Getting a new point guard and keeping Kris Dunn around doesn’t have be mutually exclusive concepts.
Strotman ran the numbers on Dunn last season, and found that Dunn struggled especially alongside of Zach LaVine, he of the team-leading 30.5 percent usage percentage.
Here’s Strotman’s explanation for the numbers.
You’d think that in games that LaVine sat that Dunn would have taken on a larger role, but that wasn’t really the case. Consider Dunn averaged less than 2 additional touches per game while playing just an extra minute. That’s essentially a wash, and despite LaVine – the team’s leading scorer – being sidelined, Dunn actually averaged more assists (1.2 per game) on four fewer passes per game.
Fewer passes on the same amount of touches, of course, meant more shot attempts. Dunn averaged four more shots per game with LaVine out and shot considerably better – seven whole percentage points. This came, in large part, because he was more aggressive, averaging 14.6 drives per game (to put that in perspective, Luka Doncic averaged 14.7 drives per game this past season).
Those drives meant better looks and passes and, most importantly, more free throws. Dunn averaged 2.3 free throw attempts in the 10 games LaVine missed. That’s not a promising number in most cases, but consider that in the 36 games the two played together, Dunn averaged just 1.2 attempts. Put another way, 33% (23) of Dunn’s total free throw attempts (69) came in just 21% of his games, and they happened to be the ones LaVine sat out (much more on Dunn and FTs later).

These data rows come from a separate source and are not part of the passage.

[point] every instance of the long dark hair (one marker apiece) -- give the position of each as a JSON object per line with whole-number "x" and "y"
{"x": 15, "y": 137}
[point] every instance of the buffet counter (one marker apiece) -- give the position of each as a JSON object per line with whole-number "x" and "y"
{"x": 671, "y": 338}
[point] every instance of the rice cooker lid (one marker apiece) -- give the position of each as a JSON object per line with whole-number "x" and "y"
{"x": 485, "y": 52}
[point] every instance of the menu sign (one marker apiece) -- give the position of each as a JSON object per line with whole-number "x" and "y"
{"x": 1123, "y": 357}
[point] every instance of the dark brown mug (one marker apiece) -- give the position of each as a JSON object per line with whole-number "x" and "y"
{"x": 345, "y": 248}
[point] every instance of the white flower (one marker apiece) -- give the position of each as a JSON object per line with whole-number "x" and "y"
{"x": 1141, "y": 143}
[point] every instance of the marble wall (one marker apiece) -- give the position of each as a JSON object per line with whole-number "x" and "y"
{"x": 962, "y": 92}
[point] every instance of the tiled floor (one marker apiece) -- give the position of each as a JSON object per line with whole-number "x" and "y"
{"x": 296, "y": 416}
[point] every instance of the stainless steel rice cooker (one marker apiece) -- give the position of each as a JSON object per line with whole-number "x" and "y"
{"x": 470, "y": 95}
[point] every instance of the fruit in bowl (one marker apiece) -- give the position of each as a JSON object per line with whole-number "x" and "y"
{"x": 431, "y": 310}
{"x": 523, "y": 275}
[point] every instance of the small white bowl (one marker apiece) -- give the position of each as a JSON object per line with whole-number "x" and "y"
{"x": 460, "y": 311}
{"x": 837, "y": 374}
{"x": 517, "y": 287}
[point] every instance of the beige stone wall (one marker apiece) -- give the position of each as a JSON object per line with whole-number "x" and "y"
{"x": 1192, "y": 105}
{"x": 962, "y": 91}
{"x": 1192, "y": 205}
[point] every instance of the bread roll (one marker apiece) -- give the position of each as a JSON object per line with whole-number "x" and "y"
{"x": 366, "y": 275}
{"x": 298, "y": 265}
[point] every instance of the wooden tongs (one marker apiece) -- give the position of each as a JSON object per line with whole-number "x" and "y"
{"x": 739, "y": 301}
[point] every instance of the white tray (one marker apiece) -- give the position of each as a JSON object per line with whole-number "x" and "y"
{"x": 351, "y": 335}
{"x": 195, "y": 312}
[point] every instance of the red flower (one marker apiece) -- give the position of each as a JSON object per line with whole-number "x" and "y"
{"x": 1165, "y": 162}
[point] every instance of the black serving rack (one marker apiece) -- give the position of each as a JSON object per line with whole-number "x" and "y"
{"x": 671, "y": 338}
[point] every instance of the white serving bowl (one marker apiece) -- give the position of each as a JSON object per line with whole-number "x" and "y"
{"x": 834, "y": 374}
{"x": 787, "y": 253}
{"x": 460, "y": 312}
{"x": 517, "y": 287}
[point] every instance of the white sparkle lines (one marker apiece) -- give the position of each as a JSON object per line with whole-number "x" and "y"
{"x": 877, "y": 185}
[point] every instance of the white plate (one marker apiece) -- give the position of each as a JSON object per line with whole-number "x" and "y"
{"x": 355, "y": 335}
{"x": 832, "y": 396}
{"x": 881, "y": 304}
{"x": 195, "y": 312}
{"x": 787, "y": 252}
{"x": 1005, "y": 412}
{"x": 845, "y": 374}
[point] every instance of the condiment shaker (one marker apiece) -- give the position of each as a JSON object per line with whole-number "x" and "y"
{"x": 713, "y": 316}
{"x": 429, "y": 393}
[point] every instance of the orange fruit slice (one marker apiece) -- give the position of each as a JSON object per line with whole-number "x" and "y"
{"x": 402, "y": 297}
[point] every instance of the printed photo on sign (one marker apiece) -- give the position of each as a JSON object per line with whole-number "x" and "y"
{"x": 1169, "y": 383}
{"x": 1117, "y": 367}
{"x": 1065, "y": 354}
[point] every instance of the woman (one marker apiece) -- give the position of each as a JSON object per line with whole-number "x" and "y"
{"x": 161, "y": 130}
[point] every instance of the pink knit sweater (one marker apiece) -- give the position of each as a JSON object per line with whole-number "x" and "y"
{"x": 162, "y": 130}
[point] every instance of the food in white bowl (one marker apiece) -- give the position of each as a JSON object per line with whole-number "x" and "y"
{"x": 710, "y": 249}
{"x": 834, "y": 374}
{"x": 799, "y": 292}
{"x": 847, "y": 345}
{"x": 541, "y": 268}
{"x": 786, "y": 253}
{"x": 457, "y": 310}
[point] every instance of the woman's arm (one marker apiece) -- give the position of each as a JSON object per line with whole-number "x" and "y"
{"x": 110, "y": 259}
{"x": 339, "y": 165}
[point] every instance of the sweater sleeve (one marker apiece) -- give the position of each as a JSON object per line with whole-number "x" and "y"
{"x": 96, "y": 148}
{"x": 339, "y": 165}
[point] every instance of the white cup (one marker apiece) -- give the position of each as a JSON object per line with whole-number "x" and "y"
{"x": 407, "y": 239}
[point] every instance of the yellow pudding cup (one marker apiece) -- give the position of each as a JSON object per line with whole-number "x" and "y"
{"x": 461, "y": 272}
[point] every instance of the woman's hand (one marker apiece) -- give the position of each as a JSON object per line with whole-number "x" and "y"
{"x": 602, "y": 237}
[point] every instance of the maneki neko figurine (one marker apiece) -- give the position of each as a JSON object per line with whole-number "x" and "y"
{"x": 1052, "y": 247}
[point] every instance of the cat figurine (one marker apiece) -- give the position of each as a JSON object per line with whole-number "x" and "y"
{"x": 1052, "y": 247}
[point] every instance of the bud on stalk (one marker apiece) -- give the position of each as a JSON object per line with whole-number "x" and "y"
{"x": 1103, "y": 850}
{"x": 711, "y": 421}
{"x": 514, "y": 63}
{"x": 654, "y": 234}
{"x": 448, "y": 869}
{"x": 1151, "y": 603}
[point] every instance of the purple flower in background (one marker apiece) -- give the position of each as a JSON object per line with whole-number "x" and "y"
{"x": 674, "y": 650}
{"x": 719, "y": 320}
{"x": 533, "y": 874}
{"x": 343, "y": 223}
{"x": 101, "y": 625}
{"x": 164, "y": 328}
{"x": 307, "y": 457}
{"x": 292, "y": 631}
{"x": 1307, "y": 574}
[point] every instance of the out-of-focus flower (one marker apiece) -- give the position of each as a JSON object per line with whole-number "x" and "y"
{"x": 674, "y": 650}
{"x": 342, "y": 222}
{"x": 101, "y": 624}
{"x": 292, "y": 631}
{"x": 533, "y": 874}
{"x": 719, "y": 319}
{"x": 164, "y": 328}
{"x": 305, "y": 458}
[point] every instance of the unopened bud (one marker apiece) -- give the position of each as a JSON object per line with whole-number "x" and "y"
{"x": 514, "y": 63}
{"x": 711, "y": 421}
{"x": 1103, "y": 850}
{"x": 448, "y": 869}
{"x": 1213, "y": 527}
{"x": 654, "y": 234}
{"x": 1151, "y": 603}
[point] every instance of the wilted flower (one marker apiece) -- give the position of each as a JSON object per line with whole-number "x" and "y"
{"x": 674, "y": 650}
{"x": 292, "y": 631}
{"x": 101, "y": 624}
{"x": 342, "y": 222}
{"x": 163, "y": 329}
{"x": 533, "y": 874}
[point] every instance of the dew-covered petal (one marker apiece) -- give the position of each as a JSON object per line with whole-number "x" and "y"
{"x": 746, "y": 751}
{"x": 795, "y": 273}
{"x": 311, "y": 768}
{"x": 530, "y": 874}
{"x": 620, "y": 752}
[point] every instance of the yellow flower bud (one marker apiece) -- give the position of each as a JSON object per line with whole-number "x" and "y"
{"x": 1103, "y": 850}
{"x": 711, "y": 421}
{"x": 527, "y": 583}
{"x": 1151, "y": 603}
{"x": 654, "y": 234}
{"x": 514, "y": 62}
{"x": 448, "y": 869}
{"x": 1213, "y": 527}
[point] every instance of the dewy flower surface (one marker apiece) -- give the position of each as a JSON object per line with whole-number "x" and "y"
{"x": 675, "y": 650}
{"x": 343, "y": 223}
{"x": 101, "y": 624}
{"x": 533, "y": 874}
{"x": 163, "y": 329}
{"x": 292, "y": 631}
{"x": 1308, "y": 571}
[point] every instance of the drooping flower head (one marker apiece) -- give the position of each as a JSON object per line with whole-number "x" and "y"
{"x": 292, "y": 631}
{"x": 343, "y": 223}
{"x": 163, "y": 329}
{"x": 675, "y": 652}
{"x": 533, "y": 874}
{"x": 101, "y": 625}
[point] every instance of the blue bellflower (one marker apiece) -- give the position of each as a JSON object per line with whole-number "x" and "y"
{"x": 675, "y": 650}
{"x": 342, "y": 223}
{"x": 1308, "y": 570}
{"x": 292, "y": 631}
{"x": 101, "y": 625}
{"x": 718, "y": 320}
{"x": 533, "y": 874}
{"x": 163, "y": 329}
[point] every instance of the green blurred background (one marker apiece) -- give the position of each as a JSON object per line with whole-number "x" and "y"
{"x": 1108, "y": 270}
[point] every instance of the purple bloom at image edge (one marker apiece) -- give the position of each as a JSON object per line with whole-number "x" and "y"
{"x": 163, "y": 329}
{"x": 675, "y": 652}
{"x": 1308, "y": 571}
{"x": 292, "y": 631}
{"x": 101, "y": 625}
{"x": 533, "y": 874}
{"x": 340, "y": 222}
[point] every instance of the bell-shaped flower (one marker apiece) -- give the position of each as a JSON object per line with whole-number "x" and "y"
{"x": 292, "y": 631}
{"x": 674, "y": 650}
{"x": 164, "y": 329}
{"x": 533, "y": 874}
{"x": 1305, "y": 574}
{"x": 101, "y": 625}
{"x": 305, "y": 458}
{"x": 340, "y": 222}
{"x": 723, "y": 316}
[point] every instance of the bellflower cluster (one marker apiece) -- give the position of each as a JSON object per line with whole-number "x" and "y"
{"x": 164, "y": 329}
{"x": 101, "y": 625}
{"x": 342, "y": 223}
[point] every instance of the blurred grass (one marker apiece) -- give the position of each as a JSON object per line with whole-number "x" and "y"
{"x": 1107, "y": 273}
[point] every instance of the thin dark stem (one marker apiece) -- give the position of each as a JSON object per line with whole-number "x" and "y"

Presumably, avoiding playing LaVine and Dunn together means Dunn goes into a second unit role with guys like Denzel Valentine, Chandler Hutchison, and (maybe) Robin Lopez. Alongside guys like this, you want Dunn controlling the offense with the ball in his hands and being aggressive which plays into his strengths offensively.
Of course, there’s the argument about whether Dunn is even a better option in that role than Ryan Arcidiacono. What Dunn has going for him is the Bulls have more invested in him, and that’s probably part of the reason they won’t give up on him despite his struggles. Dunn also has more natural talent and a higher ceiling.
But Dunn is turning 26 years old next season so his time to prove he has value as an NBA point guard is winding down. A demotion to the second unit could be a second chance at NBA life for the former fifth overall pick. What also remains to be seen is if Dunn is willing to accept that demotion.